The academics, who visit the Kurutlu village on the coast of the Hirfanlı Dam Lake from time to time, study the fossils in the excavation field, as well as the bones in the Ahi Evran University (AEU) Anthropology Laboratory.

Speaking to Anadolu Agency, AEU Anthropology Department and Kurutlu Surface Surveys Group President Associated Professor Ahmet Cem Erkman said many academics come from abroad to Kırşehir to participate in the excavation work for the fossils that were unearthed six years ago.

He said in addition to the elephant, giraffe and rhinoceros bones they discovered in previous years, this year they discovered the bones of a huge feline and examined the prehistoric fossils with foreign scientists.

Erkman said they had made new findings in the excavation field every other day.

“This is a project dating back to the Miocene epoch, particularly the Upper [Late] Miocene epoch. Our work is not only limited to Turkey. We are maintaining excavations with teams headed by professors from Zurich University, the Berlin Museum of Natural History, the University of California and the National Museum of Natural History of Spain. Respected academics in this field come to Kırşehir. They provide information for the direction of our work,” he said.

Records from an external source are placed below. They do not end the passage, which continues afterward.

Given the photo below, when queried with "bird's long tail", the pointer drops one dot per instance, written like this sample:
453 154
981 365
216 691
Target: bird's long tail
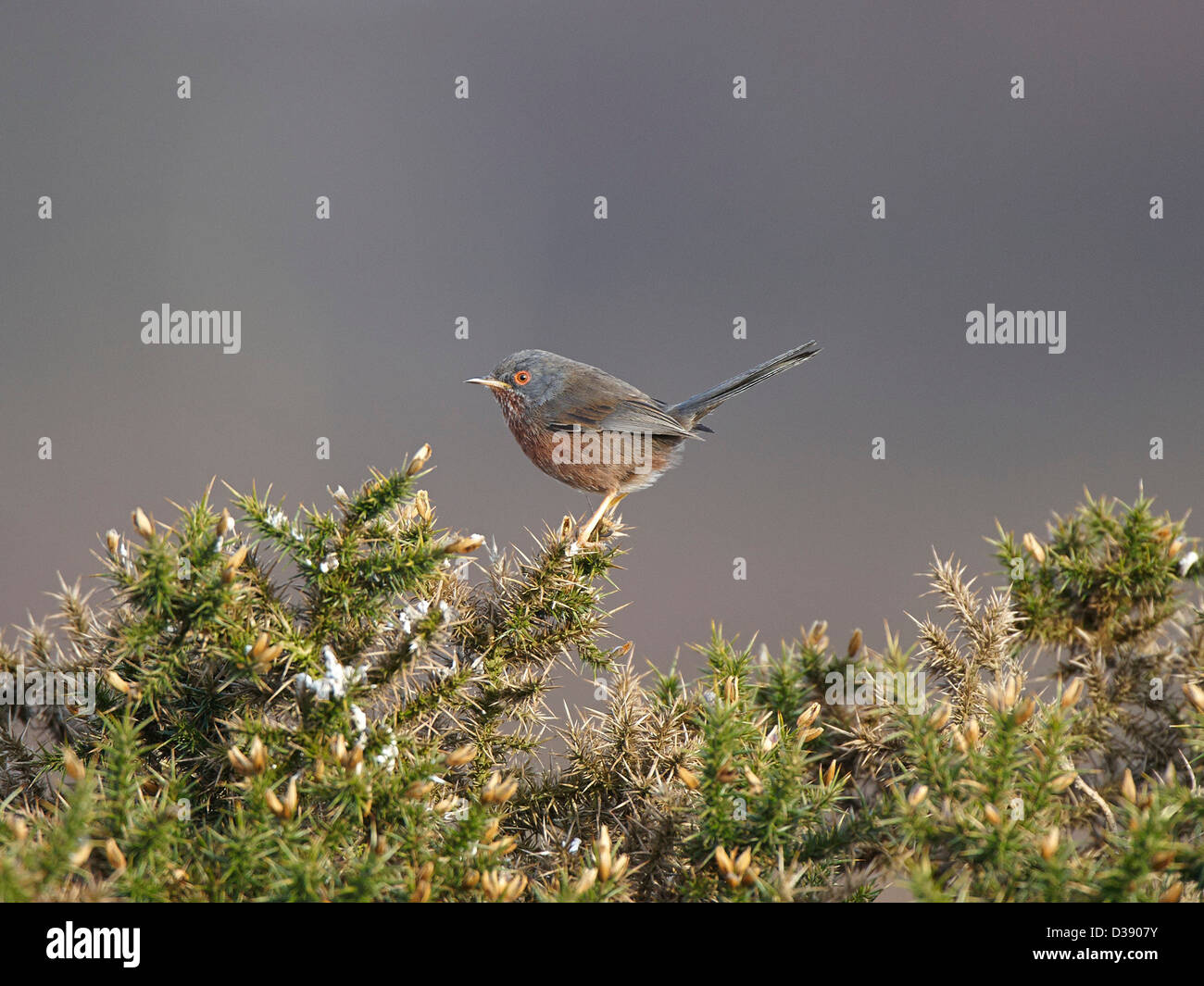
699 405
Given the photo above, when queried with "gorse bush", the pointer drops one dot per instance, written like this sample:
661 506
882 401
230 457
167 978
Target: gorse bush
352 705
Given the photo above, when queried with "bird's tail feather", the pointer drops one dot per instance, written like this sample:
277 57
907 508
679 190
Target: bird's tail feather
701 405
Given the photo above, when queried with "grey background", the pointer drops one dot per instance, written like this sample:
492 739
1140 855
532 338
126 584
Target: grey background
718 208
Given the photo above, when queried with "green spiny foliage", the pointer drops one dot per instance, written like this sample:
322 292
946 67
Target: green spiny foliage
345 705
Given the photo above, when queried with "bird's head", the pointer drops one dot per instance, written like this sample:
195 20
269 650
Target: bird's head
528 378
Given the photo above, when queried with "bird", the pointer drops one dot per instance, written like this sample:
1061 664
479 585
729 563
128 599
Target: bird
598 433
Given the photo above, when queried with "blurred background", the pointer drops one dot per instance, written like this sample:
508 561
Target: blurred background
718 208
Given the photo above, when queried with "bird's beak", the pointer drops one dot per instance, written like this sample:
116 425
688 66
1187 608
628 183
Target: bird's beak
490 383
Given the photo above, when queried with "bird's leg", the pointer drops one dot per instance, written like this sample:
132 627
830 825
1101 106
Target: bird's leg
586 529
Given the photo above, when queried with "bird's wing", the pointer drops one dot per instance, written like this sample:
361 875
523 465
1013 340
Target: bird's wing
633 413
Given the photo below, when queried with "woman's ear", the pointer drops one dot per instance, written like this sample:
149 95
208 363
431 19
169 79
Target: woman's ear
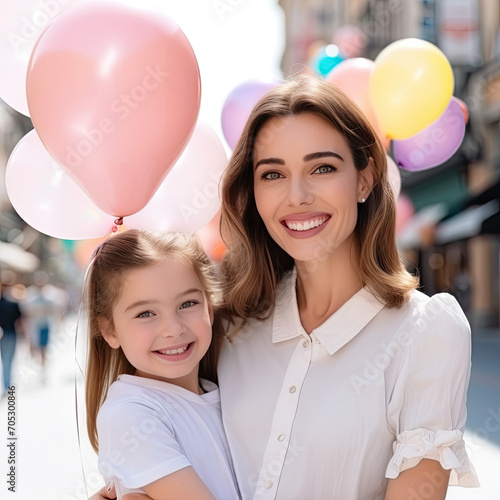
108 332
211 313
365 181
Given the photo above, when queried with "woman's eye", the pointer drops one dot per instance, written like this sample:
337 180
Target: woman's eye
325 169
189 303
145 314
270 176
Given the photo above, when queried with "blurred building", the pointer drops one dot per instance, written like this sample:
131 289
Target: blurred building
453 239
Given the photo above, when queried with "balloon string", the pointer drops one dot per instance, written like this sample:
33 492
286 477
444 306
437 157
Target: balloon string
79 370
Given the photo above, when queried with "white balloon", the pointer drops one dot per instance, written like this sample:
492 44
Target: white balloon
189 196
47 198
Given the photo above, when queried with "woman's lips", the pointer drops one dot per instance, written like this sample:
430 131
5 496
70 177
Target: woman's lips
302 229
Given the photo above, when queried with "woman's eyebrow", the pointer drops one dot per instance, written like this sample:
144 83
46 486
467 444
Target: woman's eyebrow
322 154
270 161
309 157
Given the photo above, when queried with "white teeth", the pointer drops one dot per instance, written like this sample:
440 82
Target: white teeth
174 351
304 226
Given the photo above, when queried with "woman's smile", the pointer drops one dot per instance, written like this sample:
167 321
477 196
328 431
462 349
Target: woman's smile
306 186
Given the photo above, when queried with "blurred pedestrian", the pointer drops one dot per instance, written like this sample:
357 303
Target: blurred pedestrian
42 307
10 317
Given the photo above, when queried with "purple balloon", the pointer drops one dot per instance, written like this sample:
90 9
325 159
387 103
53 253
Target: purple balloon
239 105
435 143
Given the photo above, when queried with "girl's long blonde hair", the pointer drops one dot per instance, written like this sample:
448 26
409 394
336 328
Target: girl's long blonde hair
129 250
254 263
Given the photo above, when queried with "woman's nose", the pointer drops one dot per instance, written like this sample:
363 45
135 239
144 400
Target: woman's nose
298 193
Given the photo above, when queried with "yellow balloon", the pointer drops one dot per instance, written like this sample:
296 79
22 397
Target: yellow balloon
411 85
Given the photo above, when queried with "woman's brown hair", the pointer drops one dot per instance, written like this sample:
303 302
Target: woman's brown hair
254 263
129 250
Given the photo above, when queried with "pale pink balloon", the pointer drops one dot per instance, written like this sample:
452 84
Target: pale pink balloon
20 26
404 212
114 93
47 198
394 175
352 76
238 106
189 196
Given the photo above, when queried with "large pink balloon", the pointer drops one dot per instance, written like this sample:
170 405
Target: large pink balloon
114 93
47 198
238 106
189 197
352 76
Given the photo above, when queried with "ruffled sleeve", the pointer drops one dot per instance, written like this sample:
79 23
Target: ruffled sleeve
427 411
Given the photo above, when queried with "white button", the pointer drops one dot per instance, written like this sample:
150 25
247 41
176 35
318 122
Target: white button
268 485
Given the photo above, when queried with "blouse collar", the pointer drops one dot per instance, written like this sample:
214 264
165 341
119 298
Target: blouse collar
341 327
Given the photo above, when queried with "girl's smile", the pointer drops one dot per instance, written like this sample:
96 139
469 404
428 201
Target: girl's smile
163 322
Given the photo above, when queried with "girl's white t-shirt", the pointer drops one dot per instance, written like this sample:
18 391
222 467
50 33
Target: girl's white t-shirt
334 414
148 429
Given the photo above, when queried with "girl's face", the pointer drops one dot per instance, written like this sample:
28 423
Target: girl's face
306 185
163 322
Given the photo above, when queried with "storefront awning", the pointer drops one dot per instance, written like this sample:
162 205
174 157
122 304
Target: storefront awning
471 222
479 215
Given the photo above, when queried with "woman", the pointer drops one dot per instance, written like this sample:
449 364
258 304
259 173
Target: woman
339 380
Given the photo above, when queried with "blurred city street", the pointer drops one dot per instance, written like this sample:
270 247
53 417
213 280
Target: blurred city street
49 460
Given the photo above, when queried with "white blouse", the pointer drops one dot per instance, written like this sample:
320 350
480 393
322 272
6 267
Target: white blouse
366 395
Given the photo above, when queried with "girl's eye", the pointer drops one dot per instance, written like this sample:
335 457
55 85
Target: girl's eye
145 314
325 169
271 176
189 303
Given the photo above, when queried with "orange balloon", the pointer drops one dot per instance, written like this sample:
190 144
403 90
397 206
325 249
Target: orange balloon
211 239
464 108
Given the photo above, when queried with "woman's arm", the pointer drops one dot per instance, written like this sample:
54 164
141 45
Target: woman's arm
183 484
426 480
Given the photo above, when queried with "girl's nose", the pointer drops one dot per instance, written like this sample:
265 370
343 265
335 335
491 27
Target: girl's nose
172 327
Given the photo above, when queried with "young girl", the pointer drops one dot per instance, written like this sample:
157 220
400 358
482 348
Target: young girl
153 409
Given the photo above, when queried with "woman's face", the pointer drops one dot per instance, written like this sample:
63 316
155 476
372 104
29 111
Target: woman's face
306 186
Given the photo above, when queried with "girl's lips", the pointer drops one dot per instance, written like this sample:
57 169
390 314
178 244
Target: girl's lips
178 356
295 218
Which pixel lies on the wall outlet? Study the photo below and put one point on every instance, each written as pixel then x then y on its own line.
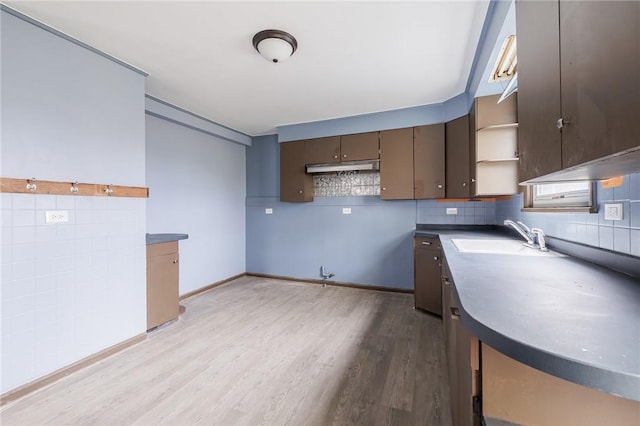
pixel 613 211
pixel 56 216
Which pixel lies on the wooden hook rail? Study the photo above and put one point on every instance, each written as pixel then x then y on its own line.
pixel 34 186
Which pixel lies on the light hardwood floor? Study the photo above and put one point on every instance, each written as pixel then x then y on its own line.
pixel 264 351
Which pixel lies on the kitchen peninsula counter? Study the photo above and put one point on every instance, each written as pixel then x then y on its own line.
pixel 561 315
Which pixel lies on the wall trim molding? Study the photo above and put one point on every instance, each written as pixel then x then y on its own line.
pixel 40 383
pixel 69 38
pixel 210 287
pixel 333 283
pixel 164 110
pixel 20 186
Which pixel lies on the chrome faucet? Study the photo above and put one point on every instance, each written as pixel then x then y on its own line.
pixel 523 230
pixel 539 237
pixel 534 236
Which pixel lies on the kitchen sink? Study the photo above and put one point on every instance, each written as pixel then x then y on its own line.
pixel 497 246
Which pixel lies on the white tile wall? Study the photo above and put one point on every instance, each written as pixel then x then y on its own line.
pixel 68 290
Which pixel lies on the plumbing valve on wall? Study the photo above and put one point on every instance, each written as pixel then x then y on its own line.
pixel 325 276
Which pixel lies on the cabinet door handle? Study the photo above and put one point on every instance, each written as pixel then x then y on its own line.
pixel 561 123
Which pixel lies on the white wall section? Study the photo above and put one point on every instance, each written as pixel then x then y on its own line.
pixel 68 290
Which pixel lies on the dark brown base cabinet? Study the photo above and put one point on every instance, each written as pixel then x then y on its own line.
pixel 463 360
pixel 162 283
pixel 427 273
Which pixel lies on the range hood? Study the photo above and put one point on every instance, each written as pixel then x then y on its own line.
pixel 346 166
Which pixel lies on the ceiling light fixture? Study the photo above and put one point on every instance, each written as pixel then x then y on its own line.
pixel 275 45
pixel 507 63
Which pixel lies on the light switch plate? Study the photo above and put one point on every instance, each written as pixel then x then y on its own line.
pixel 613 211
pixel 56 216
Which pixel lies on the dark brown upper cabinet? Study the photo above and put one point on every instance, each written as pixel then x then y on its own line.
pixel 295 184
pixel 322 150
pixel 429 161
pixel 361 146
pixel 396 164
pixel 457 158
pixel 578 86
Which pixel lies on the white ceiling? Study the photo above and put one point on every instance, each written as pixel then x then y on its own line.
pixel 353 57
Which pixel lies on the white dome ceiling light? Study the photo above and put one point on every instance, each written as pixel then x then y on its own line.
pixel 275 45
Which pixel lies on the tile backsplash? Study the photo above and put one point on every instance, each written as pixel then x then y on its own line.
pixel 347 184
pixel 622 236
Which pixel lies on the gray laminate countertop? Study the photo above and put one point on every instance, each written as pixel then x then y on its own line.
pixel 165 238
pixel 559 314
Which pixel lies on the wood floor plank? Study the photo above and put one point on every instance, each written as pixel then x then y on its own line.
pixel 264 351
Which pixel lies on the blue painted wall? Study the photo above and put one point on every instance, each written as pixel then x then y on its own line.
pixel 622 236
pixel 372 246
pixel 197 187
pixel 499 23
pixel 72 289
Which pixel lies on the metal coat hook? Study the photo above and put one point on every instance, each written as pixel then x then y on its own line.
pixel 31 184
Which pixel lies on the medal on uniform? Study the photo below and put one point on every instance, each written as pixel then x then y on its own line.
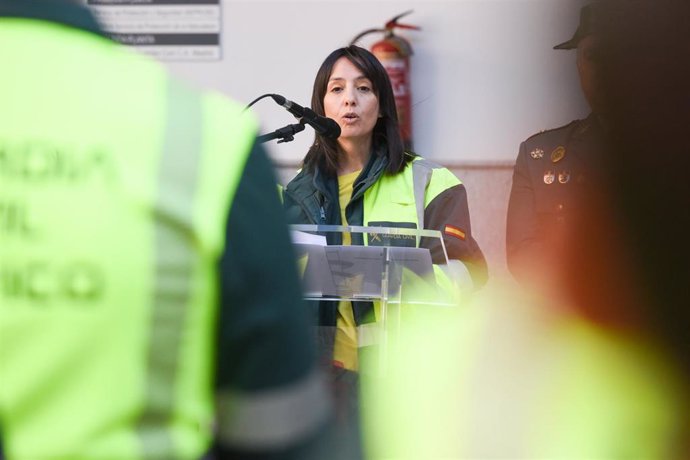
pixel 536 154
pixel 558 154
pixel 564 177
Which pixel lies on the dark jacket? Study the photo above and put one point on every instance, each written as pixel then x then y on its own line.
pixel 551 170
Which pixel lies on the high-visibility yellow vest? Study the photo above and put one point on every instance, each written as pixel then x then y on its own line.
pixel 115 185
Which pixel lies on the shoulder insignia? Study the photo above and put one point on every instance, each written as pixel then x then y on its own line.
pixel 558 154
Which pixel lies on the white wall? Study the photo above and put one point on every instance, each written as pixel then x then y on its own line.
pixel 484 76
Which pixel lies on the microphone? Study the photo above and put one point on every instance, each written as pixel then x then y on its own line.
pixel 325 126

Erkman said they would progress their scientific work and make an international publication.

“The fact that we are working with a wide academic team, shows the importance of the Kurutlu locality. We have very satisfying scientific data here,” said Erkman. 

He said along with foreigners, academics from Middle East Technical University (ODTÜ), Yüzüncü Yıl University, Gazi and Ankara universities have joined the work on studying the fossils, adding that Culture and Tourism Ministry officials were following the excavations closely.

“Kırşehir Culture and Tourism Director Yıldız Eraslan and ministry officials have come to the excavation field and gathered information about the fossils,” he said.